日本HP、仮想化対応を強化したバックアップソフト新版

仮想マシンを一覧、ワンクリックで設定完了


 日本HPは6日、仮想化環境への対応を強化したデータ保護ソリューションの新版「HP Data Protector software(HP Data Protector) 6.2」を発売した。

 HP Data Protectorは、バックアップ・リカバリ環境を構築するデータ保護ソフト。仮想化対応の強化や運用の効率化を図った。


仮想環境への対応を強化

HP Data Protector 6.3の特徴
ワンクリックプロテクション:すべての仮想マシンが一覧表示され、チェックをつけるだけでバックアップポリシーを適用できる

 仮想環境で課題となるのが、物理/仮想混在環境におけるバックアップの複雑化。運用管理負荷は増大し、バックアップ漏れなども起こり得る。この課題を解決すべく、新版では仮想化に向けた新機能を複数搭載している。

 具体的には、新機能「ワンクリックプロテクション」を搭載した。すべての仮想マシンを一覧表示し、チェックボックスをクリックするだけで、簡単にあらかじめ設定しておいたポリシーを適用してバックアップが行える。

 「VMware vStorage API for Data Protection」にも対応。変更ブロックのトラッキングや、仮想マシンのバックアップ・リカバリ並列実行機能を搭載し、効率性を向上している。

 また、全体バックアップイメージからファイル単位でリカバリできる技術「Granular Recovery Extension」で仮想環境に対応。VMware上の個別ファイルごとのリストアが可能となった。

VMware上の個別ファイルごとのリストアが可能具体的にはSharePointの単一アイテムをリカバリするといったことができる



運用の効率化

 バックアップ運用の効率化としては、1つの画面で物理/仮想マシンからストレージ、アプリケーションまで一元管理できるシンプルな管理画面を提供し、ワンクリックでのバックアップ・リカバリを実現する。

 特に今回、異種ハードウェアのリストア機能、およびLinuxに完全対応した拡張自動障害復旧機能(EADR)を提供し、災害復旧への対応を強化している。EADRはデータ領域・システム領域双方のバックアップ・リカバリを可能にするもので、従来はWindowsのみでしか利用できなかったという。

 また、「Windows Server 2010 Data Availability Group(DAG)」に対応。複数サーバーに配置されたDAGコンポーネントをワンクリックプロテクションで簡単に保護できる。

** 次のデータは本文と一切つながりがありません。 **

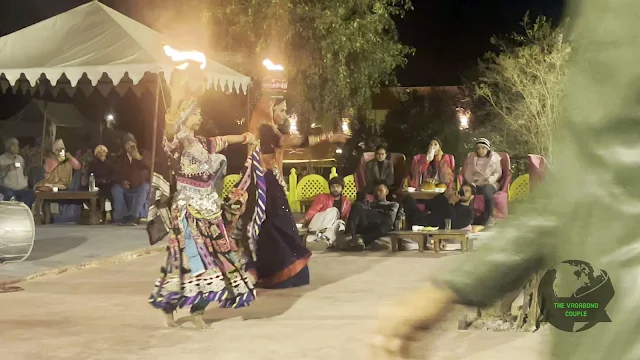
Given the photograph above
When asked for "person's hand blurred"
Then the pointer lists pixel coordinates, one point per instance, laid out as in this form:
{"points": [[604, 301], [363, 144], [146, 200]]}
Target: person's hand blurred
{"points": [[338, 138], [8, 167], [401, 323]]}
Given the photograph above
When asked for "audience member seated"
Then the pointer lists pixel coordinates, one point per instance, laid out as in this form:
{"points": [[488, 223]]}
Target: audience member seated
{"points": [[327, 215], [434, 167], [58, 169], [371, 220], [131, 176], [13, 182], [379, 171], [483, 170], [101, 169], [450, 205]]}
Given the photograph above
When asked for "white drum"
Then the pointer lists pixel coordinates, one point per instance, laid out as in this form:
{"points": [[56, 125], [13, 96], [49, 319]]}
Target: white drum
{"points": [[17, 231]]}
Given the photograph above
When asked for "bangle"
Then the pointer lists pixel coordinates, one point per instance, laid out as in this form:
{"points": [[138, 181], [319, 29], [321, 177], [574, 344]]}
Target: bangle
{"points": [[314, 139]]}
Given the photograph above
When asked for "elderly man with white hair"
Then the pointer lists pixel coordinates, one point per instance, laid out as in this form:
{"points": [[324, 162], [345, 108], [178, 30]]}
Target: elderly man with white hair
{"points": [[13, 182]]}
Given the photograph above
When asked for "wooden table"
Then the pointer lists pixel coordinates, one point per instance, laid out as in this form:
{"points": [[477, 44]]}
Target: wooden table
{"points": [[418, 236], [41, 196], [421, 195], [460, 235]]}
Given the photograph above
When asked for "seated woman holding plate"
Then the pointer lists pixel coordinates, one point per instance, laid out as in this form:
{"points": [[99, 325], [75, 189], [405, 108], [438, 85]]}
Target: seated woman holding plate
{"points": [[433, 169]]}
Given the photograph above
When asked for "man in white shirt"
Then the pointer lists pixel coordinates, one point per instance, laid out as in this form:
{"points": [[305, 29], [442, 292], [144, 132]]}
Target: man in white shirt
{"points": [[13, 182]]}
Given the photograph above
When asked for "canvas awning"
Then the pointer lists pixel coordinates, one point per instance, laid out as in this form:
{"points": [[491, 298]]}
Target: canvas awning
{"points": [[29, 121], [94, 46]]}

 また「ゼロダウンタイムバックアップ(ZDB)機能」が3PAR製ストレージに対応し、「インスタントリカバリ機能」が「StorageWorks P4000」に対応するなど、機能拡張が図られた。


ライセンス体系の刷新

 ライセンス体系は新たにプラットフォームごとのスターターパックを基本ライセンスに位置づけ、より明確さを打ち出した。オプションで「追加ドライブ」「オンラインバックアップ」といったライセンスを購入することで、複雑な環境にも対応する。

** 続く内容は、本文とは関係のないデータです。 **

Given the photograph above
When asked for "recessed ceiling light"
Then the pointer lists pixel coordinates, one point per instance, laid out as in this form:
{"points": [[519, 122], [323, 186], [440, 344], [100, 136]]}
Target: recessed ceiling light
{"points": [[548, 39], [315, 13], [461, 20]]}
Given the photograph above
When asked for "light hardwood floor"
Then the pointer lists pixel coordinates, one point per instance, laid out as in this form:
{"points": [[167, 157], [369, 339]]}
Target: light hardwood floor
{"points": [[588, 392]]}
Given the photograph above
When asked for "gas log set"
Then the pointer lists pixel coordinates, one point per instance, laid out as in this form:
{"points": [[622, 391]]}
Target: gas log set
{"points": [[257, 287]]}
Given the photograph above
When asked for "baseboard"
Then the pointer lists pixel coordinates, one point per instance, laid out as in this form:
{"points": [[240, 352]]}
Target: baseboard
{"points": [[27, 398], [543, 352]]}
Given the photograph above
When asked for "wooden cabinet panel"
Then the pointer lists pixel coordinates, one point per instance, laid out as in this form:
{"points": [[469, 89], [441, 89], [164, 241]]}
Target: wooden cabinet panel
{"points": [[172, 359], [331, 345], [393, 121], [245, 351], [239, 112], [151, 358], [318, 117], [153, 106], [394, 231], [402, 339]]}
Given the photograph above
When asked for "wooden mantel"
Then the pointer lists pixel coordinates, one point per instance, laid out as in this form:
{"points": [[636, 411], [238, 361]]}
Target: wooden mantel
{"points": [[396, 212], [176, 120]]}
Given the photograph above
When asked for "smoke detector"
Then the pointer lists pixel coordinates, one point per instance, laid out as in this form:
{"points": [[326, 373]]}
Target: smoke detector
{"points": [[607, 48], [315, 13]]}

 スターターパック使用権の価格は、Windows版/Linux版がそれぞれ18万7950円、HP-UX/SAN版が70万3500円。なお、HP Data Protectorでは、バックアップ対象となる物理サーバーの台数やCPUコアの数に影響を受けない独自体系を採用しており、無制限のクライアントライセンスが無料で付属する。

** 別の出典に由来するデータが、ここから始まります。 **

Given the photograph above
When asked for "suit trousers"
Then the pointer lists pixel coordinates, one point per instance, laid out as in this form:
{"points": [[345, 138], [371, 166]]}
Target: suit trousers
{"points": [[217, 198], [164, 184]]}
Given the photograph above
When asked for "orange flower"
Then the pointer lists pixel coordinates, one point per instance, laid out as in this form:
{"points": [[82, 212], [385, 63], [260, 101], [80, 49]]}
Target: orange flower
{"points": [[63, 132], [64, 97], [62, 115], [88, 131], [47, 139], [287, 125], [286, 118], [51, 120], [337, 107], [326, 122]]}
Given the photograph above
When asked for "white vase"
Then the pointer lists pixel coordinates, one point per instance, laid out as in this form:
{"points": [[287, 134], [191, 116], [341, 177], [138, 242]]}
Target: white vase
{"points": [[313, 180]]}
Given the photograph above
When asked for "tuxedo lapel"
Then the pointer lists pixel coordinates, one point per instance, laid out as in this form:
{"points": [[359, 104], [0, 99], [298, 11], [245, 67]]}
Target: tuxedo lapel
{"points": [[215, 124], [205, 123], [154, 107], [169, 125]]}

無制限のクライアントライセンスが付属する独自のライセンス体系他社製品と比べた価格優位性

 今後の方針としては、「パートナー施策を拡充し、HP製ハードウェアを取り扱うパートナーから、ハードウェア+HP Data Protectorのソリューションを提供できるよう体制を構築していく」(春木氏)としている。その第一弾として、横河レンタリースとSVI(Service Integrator)契約を締結。ハードウェア+HP Data Protectorの一貫した販売・構築・保守体制を整えたとした。